Sindelfingen - Warum hatte er es so eilig? Warum überholte er trotz durchgezogener Mittellinie? Warum sah er den Gegenverkehr nicht? Viele Fragen, die sich nach einem tragischen Verkehrsunfall am Dienstagmorgen aufdrängen, werden wohl kaum mehr beantwortet werden können. Ein 47-jähriger Mercedes-Fahrer, der am Ortsausgang von Sindelfingen in Richtung Leonberg und Stuttgart-Büsnau einen schweren Unfall verursachte, lebt nicht mehr. Im Gegenverkehr kam eine 54-jährige VW-Polo-Fahrerin ums Leben. Sie hatte an dieser Stelle keine Chance, dem ihr entgegenkommenden Auto auszuweichen.

 

Der Unfall ereignete sich in der Leonberger Straße gegen 6.10 Uhr. „Der Mercedes-Fahrer war mit deutlich überhöhter Geschwindigkeit unterwegs“, sagt der Polizeisprecher Peter Widenhorn. Der 47-Jährige aus dem Kreis Böblingen war offenbar in Eile. Ein vor ihm fahrender 45-jähriger Skoda-Fahrer war ihm dabei wohl zu langsam. „Etwa 100 Meter vor dem Ortsende-Schild setzte er dann zum Überholen an“, sagt Widenhorn. Das Straßenstück ist kerzengerade, der Gegenverkehr eigentlich nicht zu übersehen.

Ausweichen ist unmöglich

Die 54-jährige Autofahrerin aus dem Kreis Böblingen, die zu dieser Zeit entgegenkommt, hat keine Chance gegen den Mercedes auf ihrer Spur. Ausweichen geht nicht: Der Streckenabschnitt ist links und rechts von einer Leitplanke und Lärmschutzwand abgegrenzt. Die Wucht des Frontalzusammenstoßes ist so groß, dass der Polo in die Luft geschleudert wird. Der Wagen prallt gegen den roten Mercedes-Sportwagen hinter ihr, gelenkt von einem 57-jährigen Fahrer aus dem Rems-Murr-Kreis. Dann bleibt der VW Polo aufrecht an der Leitplanke stehen.

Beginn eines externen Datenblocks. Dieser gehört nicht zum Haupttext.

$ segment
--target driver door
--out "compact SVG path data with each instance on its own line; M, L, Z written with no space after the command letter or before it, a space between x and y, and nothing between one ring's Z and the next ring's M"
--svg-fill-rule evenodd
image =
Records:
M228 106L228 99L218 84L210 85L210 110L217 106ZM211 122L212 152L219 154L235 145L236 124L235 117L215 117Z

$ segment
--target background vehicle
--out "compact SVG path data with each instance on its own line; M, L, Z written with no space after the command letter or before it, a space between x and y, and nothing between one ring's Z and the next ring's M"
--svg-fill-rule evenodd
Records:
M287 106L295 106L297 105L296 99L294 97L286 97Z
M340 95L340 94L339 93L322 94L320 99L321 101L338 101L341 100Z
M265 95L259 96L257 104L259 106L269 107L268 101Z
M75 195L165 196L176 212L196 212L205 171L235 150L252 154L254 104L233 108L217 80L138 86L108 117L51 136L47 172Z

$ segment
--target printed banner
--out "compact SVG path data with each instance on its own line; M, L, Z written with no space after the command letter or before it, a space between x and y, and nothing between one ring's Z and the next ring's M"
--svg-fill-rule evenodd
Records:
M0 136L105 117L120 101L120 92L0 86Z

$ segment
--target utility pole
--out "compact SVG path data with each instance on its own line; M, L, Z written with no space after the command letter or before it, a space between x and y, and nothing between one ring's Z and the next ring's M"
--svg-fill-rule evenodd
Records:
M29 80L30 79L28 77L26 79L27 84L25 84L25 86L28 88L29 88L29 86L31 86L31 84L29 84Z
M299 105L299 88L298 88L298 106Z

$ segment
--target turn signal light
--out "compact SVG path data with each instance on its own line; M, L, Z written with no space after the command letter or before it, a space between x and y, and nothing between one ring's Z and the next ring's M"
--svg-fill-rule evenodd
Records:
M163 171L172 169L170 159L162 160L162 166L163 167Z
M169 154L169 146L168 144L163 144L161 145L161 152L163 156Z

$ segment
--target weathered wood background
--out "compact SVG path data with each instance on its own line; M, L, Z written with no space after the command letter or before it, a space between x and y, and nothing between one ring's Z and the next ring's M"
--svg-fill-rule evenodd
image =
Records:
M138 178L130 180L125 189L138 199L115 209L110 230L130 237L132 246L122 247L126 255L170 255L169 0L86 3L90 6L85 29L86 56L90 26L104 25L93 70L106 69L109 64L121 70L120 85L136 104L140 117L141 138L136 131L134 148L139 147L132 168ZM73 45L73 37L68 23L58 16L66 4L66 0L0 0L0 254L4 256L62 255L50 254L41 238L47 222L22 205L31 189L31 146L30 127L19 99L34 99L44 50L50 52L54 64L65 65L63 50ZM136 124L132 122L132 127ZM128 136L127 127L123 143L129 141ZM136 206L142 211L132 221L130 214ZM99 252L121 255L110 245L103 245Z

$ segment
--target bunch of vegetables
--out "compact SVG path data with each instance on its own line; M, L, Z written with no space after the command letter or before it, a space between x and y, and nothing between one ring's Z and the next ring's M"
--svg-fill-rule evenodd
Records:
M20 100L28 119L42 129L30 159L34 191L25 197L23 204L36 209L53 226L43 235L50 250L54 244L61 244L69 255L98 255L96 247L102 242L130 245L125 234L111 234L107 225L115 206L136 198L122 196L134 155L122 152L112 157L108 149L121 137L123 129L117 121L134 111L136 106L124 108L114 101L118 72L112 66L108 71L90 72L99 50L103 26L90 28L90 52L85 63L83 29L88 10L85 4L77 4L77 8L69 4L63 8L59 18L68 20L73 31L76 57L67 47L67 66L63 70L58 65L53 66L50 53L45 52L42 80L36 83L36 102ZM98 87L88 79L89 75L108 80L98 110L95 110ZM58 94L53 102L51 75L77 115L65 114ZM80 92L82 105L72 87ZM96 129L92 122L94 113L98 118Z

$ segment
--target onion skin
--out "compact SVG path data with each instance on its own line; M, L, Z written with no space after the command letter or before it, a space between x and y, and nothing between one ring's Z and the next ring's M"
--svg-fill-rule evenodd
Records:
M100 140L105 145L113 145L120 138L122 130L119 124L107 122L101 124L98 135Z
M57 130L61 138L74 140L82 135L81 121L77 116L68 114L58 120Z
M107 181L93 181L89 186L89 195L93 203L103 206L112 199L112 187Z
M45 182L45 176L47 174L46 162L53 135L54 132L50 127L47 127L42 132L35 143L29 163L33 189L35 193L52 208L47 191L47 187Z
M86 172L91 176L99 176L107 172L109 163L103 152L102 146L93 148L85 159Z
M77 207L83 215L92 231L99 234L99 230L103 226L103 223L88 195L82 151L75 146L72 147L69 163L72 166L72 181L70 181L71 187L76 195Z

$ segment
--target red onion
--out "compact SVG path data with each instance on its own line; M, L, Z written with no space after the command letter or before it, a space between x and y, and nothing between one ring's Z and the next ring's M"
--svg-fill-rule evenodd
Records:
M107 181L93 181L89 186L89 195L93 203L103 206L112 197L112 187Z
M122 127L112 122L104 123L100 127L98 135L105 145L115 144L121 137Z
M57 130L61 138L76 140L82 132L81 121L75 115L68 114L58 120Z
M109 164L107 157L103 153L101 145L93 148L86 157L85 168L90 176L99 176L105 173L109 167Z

Für die 54-jährige Frau wie auch für den Unfallverursacher kommt jede Hilfe zu spät. Sie erliegen noch am Unfallort ihren Verletzungen. Der Sportwagenfahrer und der Fahrer des Autos, das überholt wurde, kommen mit dem Schrecken davon. Zur Bergung der Blechknäuel muss die Leonberger Straße voll gesperrt werden. Der Schaden wird von der Polizei auf 80 000 und 100 000 Euro geschätzt.

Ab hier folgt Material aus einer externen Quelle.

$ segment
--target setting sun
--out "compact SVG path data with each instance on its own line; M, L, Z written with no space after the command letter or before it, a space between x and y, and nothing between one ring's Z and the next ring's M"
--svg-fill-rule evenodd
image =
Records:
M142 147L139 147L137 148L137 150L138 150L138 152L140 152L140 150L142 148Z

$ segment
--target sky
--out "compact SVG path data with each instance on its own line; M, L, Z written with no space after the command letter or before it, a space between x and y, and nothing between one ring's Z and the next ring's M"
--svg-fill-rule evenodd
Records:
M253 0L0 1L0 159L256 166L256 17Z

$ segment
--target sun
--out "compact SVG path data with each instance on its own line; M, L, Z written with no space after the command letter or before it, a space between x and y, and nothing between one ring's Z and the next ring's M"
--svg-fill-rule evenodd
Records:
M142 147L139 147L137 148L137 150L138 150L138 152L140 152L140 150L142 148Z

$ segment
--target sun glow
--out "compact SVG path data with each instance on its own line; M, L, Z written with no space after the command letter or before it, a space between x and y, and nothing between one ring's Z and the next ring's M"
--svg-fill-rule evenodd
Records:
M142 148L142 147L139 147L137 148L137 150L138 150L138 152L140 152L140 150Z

Der Blutzoll ist in diesem Jahr auf den Straßen im Kreis Böblingen besonders hoch. 16 Menschen haben bis jetzt ihr Leben verloren. Zum Vergleich: Im vergangenen Jahr waren es lediglich sechs. Doch der Landkreis ist damit nicht allein. Auch in anderen Bereichen der Region Stuttgart steigt die Zahl der Unfalltoten teils deutlich an. Das gilt für den benachbarten Kreis Ludwigsburg, bei dem die Zahl von zwölf auf 16 Verkehrstote in diesem Jahr gestiegen ist. Erst vor zwei Wochen kam eine 46-jährige Autofahrerin auf der B 10 bei Vaihingen/Enz ums Leben, als sie mit einem Tanklaster zusammenstieß. Für beide Landkreise ist das Polizeipräsidium in Ludwigsburg zuständig, und der Sprecher Widenhorn findet keine Erklärung für den Anstieg: „Es gibt keine eindeutigen Schwerpunkte bei den Ursachen und keine örtlichen Brennpunkte“, sagt er. Darum habe die Polizei auch „kein wirkliches Rezept dagegen“.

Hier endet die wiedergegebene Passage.